I've been testing the jsm cloud insight discovery and reporting capabilities in anticipation of introducing insight to a group of ~22,000 users across more than 35 technical divisions. So far I have the discovery automated and integrated with the cloud, and next I'm going to incorporate nmap and npcap data streams into the import files to get beyond ssh and snmp limitations. I intend to do this either through 1. xslt direct injection or 2. building an app with the sdk (documentation shows this is supported for data center, no word on cloud). The example use case described below is what I'm using as the demo, first with a wintel device then a mac.
Challenge - View an entire set of digital assets and configurations as a living organism, with enough information to identify when a breach condition exists and raises that event or set of events as an incident in jsm cloud.
Context - Ferreck Dawn is a new hr employee, working remote. She is sent a set of company devices with the standard hr configuration build for her iphone and windows 11 devices. She logs into the vpn from her home wifi without issue and goes about her onboarding activities. The next time she logs into the vpn she is at her remote colocation office and has attached a usb device sent to her from an approved hr vendor. The second login triggers an incident on the Windows 11 device and does not impact the iPhone.
Action - At pre-defined time horizons (hourly) or network events (remote login to vpn) the discovery, nmap, and npcap processes activate and catalog the network data streams and asset inventories. Objects that are found as newly introduced into the environment are sent to a set of automated security admin conditions to determine if an incident is initiated. Her initial login from home successfully traversed all conditions. Her subsequent login from the remote office triggered an "Unknown USB Device" incident. Scanning is initiated automatically from the incident and network access is initially restricted pending the scan results.
Result - Proactive incident management and threat detection, integrated views of asset and packet data within a single ticket, automated incident triage and network restrictions when appropriate.

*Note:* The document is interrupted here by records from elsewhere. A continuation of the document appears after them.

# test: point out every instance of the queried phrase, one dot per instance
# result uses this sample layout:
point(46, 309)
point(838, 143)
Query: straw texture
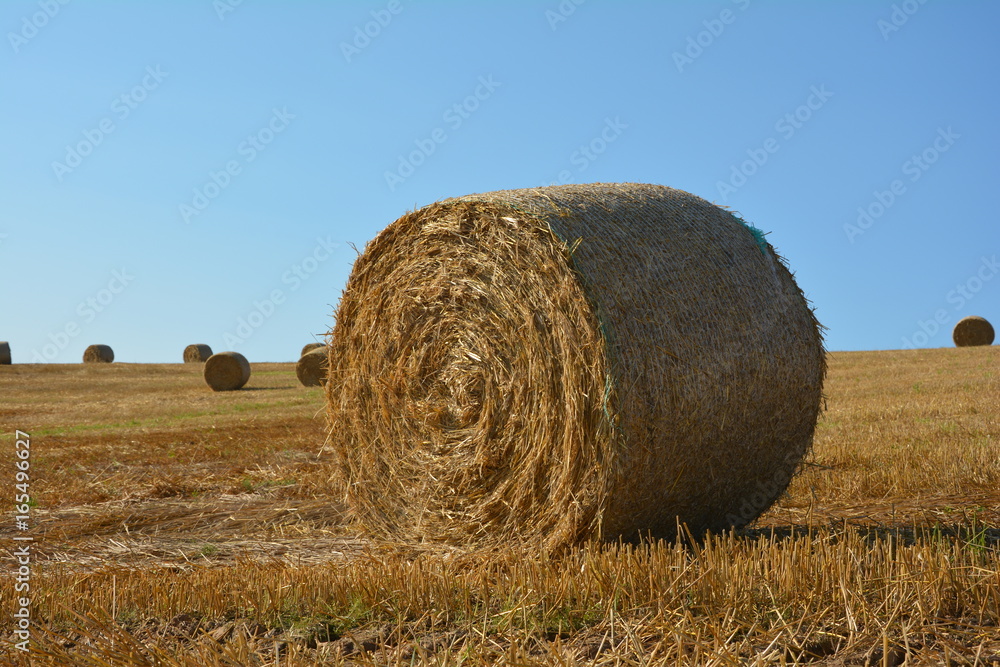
point(973, 331)
point(311, 368)
point(309, 347)
point(227, 371)
point(565, 363)
point(98, 354)
point(197, 353)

I have the hosts and settings xml files from scans I've run with the standard pattern files on a wintel device. I'm starting to work on including the nmap and npcap streams as direct injection into the scan xml files the discovery agent generated using only the pre-defined Insight object definitions for now. This is what I see as the easiest path to get a working demo in place.
I'll update this thread as I get further into the details. If you have a complete xml structure that works with cloud, in case it's different than what's in the data center documentation, I could use that. I have no idea if the data center import types as documented will work with jsm cloud.